The NR750 engine isn’t as smooth as the conventional V-Four, perhaps because of the slightly narrower angle of its V-spread, but it’s even more flexible. Power comes in at 6500 rpm, followed by a strong pull at 8000 revs and a belt in the back once you get to the five-figure area where the engine likes to operate: It smooths out completely above 10,000 rpm. The left-foot, one-up, five-down gearchange is slightly harsh and notchy but quite positive, its six ratios well-chosen to keep the engine churning up in the 1 1,000to-14,000-rpm area where it seems to produce the most power.
But honestly, you must take great care in how you ride the bike, because it is just so powerful, so potent. Also, while you’re riding this bike you can’t forget what it represents in terms of development yen and man-hours; and this, combined with the sheer power available, induces a healthy concern for self-preservation. You must ride the NR with a delicacy that matches the lightness of its controls; but if you do it right, you’re repaid by the most scintillating performance you’ve ever experienced from a four-stroke motorcycle. In the end, you stop being overawed because the sheer delight of having all that smoothly delivered horsepower on tap is so pleasurable.
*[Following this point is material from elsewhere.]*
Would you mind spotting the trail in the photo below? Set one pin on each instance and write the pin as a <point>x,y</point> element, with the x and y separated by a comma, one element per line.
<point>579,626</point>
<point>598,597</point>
Of course, a superlative engine in an ordinary chassis wouldn’t do, but the NR’s twin-spar frame is up to the task. At casual glance, it is a clone of the RVF’s frame, but subtly, it is vitally different when you come to ride it. Thanks largely to the NR’s more-compact engine, the riding position is definitely lower, and you feel more comfortable and more a part of the bike than on the ’87 RVF. The NR also feels lighter and easier to change direction on, especially through Ricard’s famous “Pif-Paf” S-turns. Presumably, this is because the center of gravity is lower and/or the polar moment of inertia has been reduced by close attention to compacting the center of mass. Thanks to the effective grip of the Michelin radiais, the NR is easy to bank over hard, or to flip quickly from one side to the other, provided you take care not to get over-exuberant with the throttle on the way out; even radiais have their limits. And unlike the RVF, the NR is much more neutral under braking when cranked over. It’s an easy bike to ride hard—if you don’t forget the immense reserves of power.
And it is horsepower that will become this motorcycle’s calling card. By harnessing the NR’s considerable potential in such a usable way, Honda has made the real breakthrough. But it isn't just Honda’s ability to make oval pistons work that you have to admire; it’s how the power those pistons have unleashed is delivered and managed that is truly impressive. And there seems to be more ovalpiston advances waiting in the wings.
“Which one did you ride?” asked Honda’s GP-man Wayne Gardner when I saw him later that week at the Spanish GP and mentioned that I’d tested the NR750. “Oh, the endurance bike, with about 150-160 horsepower? Yeah, that one’s just a pussycat,” he said. “They can get 200 horsepower from the NR once they really start trying with the oval-piston idea. Honda can do anything they put their minds to, if they decide it's important enough, especially with four-strokes.”
Words of a loyal HRC servant, maybe. But after riding the endurance version of the NR750, designed to run for 24 hours at racing speeds, I'm beginning to think he’s right. An out-and-out sprint-race NR, either in Superbike or GP trappings, is something to contemplate. Who knows what improvements can—and will—be wrought on this most impressive of beginnings?